De keuze van de magneet hangt af van de locatie van de detector. De kleine magneet werkt op een afstand van maximaal 1 cm, en de grote magneet op een afstand van maximaal 2 cm. Overschrijd de maximale afstand tussen de detector en de magneet niet. Dit kan leiden tot valse alarmen of een storing van de detector waarbij de detector reageert niet op het sluiten/openen van de deur of het raam.

DoorProtect Plus Fibra kan op vaste en bewegende delen worden geïnstalleerd.

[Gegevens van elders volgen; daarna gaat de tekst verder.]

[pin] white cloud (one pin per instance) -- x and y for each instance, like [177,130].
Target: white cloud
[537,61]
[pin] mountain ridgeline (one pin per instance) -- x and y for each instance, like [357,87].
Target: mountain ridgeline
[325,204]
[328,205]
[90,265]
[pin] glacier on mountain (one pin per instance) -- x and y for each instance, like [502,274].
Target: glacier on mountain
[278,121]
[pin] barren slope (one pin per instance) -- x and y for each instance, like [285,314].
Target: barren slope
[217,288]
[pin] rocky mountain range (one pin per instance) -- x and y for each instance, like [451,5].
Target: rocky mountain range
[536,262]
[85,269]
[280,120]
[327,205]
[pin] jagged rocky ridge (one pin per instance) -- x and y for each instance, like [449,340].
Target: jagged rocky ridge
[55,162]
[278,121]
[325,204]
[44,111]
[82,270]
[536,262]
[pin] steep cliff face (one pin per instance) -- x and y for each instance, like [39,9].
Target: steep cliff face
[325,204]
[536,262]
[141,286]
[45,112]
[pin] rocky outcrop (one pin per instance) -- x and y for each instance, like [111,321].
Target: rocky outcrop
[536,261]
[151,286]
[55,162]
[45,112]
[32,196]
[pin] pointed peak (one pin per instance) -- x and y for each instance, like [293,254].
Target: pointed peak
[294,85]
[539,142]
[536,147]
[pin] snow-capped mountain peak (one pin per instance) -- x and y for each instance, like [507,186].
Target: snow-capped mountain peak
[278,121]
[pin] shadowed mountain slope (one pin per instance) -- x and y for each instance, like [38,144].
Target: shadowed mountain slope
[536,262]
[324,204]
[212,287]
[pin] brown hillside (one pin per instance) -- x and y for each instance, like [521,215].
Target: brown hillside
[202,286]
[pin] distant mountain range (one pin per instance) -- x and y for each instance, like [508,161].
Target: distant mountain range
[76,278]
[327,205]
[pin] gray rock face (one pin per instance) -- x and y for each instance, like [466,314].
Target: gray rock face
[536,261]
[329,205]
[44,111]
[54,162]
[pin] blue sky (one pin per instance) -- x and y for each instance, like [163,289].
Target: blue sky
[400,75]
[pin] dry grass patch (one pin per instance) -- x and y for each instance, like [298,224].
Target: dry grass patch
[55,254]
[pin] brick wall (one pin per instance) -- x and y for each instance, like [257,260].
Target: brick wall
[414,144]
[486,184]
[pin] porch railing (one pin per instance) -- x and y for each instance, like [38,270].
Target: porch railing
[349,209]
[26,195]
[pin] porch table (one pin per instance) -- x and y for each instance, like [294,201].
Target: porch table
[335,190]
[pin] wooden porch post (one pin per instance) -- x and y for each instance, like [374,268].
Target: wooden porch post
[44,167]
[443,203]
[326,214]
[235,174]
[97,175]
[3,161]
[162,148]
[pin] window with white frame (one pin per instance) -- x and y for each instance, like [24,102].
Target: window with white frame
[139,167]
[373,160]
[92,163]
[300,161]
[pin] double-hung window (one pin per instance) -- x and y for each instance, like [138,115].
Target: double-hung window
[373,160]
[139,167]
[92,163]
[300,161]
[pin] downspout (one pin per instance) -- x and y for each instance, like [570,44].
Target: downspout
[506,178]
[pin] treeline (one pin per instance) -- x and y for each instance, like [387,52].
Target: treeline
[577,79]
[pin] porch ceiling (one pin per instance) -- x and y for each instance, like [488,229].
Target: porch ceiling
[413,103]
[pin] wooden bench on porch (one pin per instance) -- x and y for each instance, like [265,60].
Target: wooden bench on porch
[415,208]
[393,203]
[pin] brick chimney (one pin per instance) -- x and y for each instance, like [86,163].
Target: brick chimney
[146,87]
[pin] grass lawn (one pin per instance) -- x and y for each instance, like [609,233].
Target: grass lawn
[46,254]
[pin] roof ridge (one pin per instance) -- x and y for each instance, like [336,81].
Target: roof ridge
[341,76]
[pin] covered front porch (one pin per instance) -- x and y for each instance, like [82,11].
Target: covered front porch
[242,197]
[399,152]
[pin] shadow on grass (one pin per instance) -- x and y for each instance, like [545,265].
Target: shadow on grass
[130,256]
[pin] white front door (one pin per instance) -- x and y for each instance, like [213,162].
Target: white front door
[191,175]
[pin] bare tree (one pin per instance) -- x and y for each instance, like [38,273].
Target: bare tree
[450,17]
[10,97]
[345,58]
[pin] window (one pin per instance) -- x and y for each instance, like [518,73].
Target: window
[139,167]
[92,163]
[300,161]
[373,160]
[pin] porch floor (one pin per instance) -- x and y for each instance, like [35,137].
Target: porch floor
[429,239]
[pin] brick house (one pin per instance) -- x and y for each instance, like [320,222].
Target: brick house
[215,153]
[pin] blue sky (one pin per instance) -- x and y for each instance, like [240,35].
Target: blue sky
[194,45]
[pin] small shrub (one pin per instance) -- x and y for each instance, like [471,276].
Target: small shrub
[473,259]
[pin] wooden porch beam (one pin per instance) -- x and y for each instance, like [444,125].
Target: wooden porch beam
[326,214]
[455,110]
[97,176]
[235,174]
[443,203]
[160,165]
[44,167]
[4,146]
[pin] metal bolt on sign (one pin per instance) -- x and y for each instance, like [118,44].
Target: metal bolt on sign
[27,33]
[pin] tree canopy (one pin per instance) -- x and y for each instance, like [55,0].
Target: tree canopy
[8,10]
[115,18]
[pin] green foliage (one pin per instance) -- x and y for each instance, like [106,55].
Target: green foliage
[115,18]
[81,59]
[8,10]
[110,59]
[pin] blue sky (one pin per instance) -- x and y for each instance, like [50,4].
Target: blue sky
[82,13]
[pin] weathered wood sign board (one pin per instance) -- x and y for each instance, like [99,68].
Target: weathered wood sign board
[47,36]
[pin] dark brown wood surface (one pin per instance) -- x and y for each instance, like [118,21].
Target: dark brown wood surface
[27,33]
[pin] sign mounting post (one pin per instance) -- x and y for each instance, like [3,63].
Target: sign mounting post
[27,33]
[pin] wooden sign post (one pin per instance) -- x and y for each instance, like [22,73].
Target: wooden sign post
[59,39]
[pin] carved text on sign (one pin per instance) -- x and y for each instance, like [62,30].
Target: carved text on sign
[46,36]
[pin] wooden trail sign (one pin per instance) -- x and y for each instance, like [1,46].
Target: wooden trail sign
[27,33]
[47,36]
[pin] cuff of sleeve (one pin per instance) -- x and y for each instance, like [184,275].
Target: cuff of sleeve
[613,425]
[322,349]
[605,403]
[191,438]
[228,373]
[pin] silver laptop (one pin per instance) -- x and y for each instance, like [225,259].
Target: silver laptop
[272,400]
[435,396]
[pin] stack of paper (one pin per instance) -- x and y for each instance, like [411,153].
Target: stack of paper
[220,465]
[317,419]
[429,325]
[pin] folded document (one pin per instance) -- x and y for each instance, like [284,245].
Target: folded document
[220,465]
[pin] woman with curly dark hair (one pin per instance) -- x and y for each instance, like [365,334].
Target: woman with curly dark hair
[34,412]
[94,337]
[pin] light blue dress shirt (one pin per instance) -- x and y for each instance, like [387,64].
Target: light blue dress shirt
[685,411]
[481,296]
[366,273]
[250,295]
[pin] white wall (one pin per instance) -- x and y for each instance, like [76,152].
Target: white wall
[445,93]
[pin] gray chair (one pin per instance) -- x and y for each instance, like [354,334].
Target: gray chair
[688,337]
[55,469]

Voor een correcte detectie van trillingen en verandering van de positie moet de sensor op een bewegend deel worden geplaatst.

DoorProtect Plus Fibra kon worden geïnstalleerd op ramen, inclusief dakramen, en kan het systeem inschakelen als het raam halfopen staat voor verluchting (zorg ervoor dat u de magnetische detector in de instellingen uitschakelt voordat u dit doet). Om veranderingen in de positie van de deur of het raam te detecteren, bevestigt u de detector aan een bewegend deel.

Als u alleen de trilling- en/of tiltsensor wilt gebruiken, gebruik dan alleen de sensor (zonder magneten) en schakel de magnetische sensor uit in de instellingen van het apparaat.

Afhankelijk van de omstandigheden op uw locatie kan DoorProtect Plus Fibra verticaal of horizontaal worden geïnstalleerd.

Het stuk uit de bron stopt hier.